The Birthday Party by Harold Pinter is a play composed of three acts, and is set in an old boarding house, run by Meg and Petey, who are a couple in their late sixties. There is only one boarder, Stanley, a scruffy, depressed-looking man in his late thirties who has apparently been a professional pianist. Three people arrive in the boarding house from the outside world: Lulu, a young woman who tries to get Stanley to go out with her with out success, Goldberg a powerful and threatening Jewish man in his fifties and McCann, an Irishman in his thirties who is quiet and menacing. It becomes clear that they have come in pursuit of Stanley and that they work for a shadowy organisation. Although it is never known for what reason they put him in the spotlight, interrogate him and eventually take him away.
Following the arrival of Goldberg and McCann they mention to Meg, to put on a birthday party for Stanley, even though Stanley denies the claim that is his birthday. Meg gives Stanley a toy drum as a birthday present, which Stanley ends up beating with increasing savagery. We then see the first scene of interrogation. Goldberg and McCann begin to quick fire questions at Stanley, eventually reducing him to a state of mental distraught. The scene then segues into a small social party. The party atmosphere becomes hostile as Stanley is victimised in the course of playing a game blind mans buff, before losing control and firstly strangling Meg and then preparing to rape Lulu.
Act 2 is set in the morning after the party. Goldberg and McCann, it becomes apparent, have been working on Stanley through the night. Stanley appears dressed in a suit, clean shaven and rendered in his conventional appearance. Goldberg and McCann achieve complete dominance over Stanley and continue to torture him by leading him on to a table, pulling his pants down, asking questions knowing that he cant reply properly and taking photos of him with each other. When they finally proceed to take him away, Petey mounts a faint protest at the removal of Stanley, but backs down in the face of a threat to himself. Meg outwardly remains unaware that anything untoward has taken place as the play ends.
The lighting of the play was excellent all of the scenes and characters were appropriately lit and in the right amount of shadow, one of these scenes was when Goldberg and McCann were torturing him, the spotlight is on Stanley and Goldberg and McCann are walking in circles around him. This also happens at the beginning where Stanley does a monologue talking about his past experience being a pianistHe is lit by just the right amount of light, not so much as it is over bright but enough to draw the audiences attention to him. There was also a light shining on Meg as she listened to him, it was subtly diminished so that you knew that Meg was listening to him and the audience was able to see her when she interrupted.

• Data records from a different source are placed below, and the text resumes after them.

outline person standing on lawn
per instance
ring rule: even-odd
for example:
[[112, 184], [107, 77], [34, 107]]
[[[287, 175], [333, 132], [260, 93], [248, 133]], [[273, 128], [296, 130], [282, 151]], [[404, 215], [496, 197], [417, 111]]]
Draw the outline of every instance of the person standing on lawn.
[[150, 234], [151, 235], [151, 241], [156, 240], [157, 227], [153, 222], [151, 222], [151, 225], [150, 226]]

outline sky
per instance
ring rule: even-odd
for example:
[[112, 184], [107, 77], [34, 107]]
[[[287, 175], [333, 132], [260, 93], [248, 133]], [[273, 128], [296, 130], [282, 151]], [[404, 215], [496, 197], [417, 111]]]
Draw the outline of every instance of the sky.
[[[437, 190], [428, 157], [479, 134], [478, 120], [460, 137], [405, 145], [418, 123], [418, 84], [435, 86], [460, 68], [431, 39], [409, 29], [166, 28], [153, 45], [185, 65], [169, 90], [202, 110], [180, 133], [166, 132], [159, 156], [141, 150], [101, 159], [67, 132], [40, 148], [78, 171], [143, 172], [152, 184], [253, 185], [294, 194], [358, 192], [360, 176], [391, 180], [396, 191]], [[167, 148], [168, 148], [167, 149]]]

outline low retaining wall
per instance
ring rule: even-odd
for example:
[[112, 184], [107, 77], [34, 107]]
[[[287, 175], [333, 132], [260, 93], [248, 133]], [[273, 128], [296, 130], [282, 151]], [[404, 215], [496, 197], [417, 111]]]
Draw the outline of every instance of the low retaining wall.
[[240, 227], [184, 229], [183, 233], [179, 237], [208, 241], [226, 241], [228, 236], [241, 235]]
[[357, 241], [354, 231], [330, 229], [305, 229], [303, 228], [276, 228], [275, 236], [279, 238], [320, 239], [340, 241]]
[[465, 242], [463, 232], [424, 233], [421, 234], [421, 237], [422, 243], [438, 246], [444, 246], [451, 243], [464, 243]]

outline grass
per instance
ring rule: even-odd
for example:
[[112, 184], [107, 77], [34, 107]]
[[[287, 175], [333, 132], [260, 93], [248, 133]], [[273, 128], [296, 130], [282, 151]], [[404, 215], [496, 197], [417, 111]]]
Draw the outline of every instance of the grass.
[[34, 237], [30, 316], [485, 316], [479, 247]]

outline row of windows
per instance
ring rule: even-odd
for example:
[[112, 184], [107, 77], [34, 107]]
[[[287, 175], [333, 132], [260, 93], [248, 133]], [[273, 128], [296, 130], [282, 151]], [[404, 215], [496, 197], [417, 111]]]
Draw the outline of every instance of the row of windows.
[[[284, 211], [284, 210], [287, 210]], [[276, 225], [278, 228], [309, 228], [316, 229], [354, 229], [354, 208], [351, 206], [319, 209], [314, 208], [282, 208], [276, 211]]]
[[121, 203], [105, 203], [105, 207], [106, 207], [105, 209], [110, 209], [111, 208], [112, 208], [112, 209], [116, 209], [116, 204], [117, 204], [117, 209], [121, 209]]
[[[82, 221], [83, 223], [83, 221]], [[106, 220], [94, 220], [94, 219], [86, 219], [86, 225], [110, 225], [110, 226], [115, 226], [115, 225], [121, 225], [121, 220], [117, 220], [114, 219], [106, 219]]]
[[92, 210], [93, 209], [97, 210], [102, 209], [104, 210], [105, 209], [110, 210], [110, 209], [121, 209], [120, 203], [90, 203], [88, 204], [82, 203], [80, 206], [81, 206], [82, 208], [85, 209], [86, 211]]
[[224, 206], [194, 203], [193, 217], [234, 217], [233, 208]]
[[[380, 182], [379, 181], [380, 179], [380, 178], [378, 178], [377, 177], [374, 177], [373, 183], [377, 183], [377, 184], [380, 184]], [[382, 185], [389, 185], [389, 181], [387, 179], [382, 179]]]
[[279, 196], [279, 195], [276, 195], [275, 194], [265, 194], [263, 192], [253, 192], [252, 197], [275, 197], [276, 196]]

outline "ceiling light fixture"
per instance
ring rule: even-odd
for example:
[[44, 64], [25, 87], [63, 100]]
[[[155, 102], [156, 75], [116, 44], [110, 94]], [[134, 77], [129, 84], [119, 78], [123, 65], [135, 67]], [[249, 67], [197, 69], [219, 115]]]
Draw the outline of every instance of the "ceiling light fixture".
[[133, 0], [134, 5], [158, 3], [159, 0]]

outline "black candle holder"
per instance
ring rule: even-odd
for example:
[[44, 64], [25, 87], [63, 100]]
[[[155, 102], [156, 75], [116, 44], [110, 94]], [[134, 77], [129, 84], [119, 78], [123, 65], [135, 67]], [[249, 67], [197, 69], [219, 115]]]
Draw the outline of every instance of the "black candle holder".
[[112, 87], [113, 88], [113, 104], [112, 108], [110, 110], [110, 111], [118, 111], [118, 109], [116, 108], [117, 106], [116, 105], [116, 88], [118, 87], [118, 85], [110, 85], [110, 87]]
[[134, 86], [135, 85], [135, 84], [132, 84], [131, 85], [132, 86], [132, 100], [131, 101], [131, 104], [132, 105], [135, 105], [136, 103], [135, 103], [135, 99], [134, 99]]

I enjoyed the over exaggeration of sound in the play. For example when there was an awkward silence and McCann was polishing his shoes. The scraping sound that was played was way too loud for someone who was quietly polishing his shoes. Although this scene wasnt important it questioned the audience of whether the sound they were hearing was actually coming from him polishing his shoes. Another was when characters lighted a match to smoke a cigarette. It was exaggerated to the same extent of when McCann was polishing his shoes, which gave the same effect.
One of my favourite scenes and also one of the most powerful was the ending just before Goldberg and McCann take Stanley away in their car. They had just made a mockery of him by taking digital photos of him with his pants down. While watching this it reminded me of the Iraq war of how the Americans are badly mistreating the Iraqi citizens and prisoners of war. I knew this wasnt originally part of the play and thought it was very clever and included more absurdity to the play.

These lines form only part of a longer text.